A student’s t-test was used for comparing the size between the canine DPCs and DPLTs. A value of p<0.05 was considered to be statistically significant. The statistical analyses were performed using GraphPad Prism version 6.00 for Windows (GraphPad Software, La Jolla, CA, USA).

The DPs were teardrop-shaped (Fig. 1a). Their approximate sizes were measured and compared with those of DPLTs (Fig. 1b). The mean actual canine DP maximal width was 265.8 ± 11.50 μm. The first outgrowth of dermal papilla cells presented after five days, and the cells had a flattened, polygonal morphology (Fig. 1c) with multiple cytoplasmic processes. We also observed the aggregative growth pattern in the multi-layer culture with the formation of the pseudo-papillae (Fig. 1d) and cells formed multilayered conglomerates on day 8.

After the cell detach-attach process, cell aggregates were formed within five days. The mean DPLT size was 296 ± 12.43 μm, and there was no statistical difference when compared to actual DP size (p = 0.1465) (Fig. 1e). Various factors affected DPLT formation; of these, cell inoculation density was one of the most prominent factors. We tried DPLT formation with different cell inoculation densities, from 2.0 x 10⁴ cells/cm² to 8.0 x 10⁴ cells/cm². It was found that the optimal inoculation cell density was from 6.0 x 10⁴ cells/cm² to 8.0 x 10⁴ cells/cm² (data not shown).

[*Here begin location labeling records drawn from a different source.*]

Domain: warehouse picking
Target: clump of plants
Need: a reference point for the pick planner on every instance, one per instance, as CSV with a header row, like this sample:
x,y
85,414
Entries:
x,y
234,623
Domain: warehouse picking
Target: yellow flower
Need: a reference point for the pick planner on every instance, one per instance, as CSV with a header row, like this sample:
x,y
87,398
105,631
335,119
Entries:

Cell migration only occurred in densities lower than 2.0 x 10⁴ cells/cm². Even though significant aggregation was observed from a density of 4.0 x 10⁴ cells/cm², in the optimal density, the number of DPLTs was higher and the sizes were more regular than those of DPLTs in a density of 4.0 x 10⁴ cells/cm².

We performed RT-PCR and Western blotting to evaluate molecular similarities between DPLTs and DPs. Well-known hair-inductive markers, as previously mentioned, were assessed for evaluating the hair-inductive abilities of three groups on a genetic level. In addition, we assessed the quantitative protein expression level with laminin, vimentin and versican.

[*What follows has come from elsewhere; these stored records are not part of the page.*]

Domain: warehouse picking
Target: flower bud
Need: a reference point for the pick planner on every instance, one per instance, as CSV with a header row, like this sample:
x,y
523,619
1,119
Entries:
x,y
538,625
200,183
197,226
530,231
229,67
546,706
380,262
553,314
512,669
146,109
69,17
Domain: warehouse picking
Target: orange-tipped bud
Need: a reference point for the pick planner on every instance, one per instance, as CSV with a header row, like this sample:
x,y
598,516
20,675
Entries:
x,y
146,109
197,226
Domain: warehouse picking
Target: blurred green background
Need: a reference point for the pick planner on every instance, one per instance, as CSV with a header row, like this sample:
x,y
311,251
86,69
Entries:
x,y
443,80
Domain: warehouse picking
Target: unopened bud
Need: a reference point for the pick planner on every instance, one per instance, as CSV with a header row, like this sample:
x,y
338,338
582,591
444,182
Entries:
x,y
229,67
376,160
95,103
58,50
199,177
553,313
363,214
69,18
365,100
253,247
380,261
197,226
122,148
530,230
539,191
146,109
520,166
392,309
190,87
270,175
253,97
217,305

According to previous studies, ALP was used as an indicator for hair inductivity (6, 15), and versican was expressed in anagen hair follicles but absent in telogen hair follicles. This might support the idea that DP played an important role in anagen induction and maintenance (15, 24). WIF1, vimentin and laminin were related to signal transduction, cellular junction and cytoskeleton, and extracellular matrix and cell adhesion of DPs, respectively (12). In previous studies, WIF1 was considered to positively relate to in vivo murine hair-inductive capacity and was significantly over-represented in freshly isolated canine DPs (1, 6, 11, 13). Vimentin is known for the functions of promoting the proliferation of DPCs and increasing cell migration and growth factor expression and laminin plays an important role in promoting DP development and function during early hair morphogenesis (25).

RT-PCR analysis revealed that AD-MSCs, DPCs, and DPLTs expressed all markers as mentioned above (Fig. 2). In western blotting, all three groups showed similar versican expression level, which was reflected by their hair-inducing ability. However, we also observed that vimentin and laminin had a higher level of expression in DPCs and DPLTs compared to AD-MSCs (Fig. 3), which might mean that DPLTs have higher hair inductivity than AD-MSCs and the potential to be a viable substitute for actual DPs.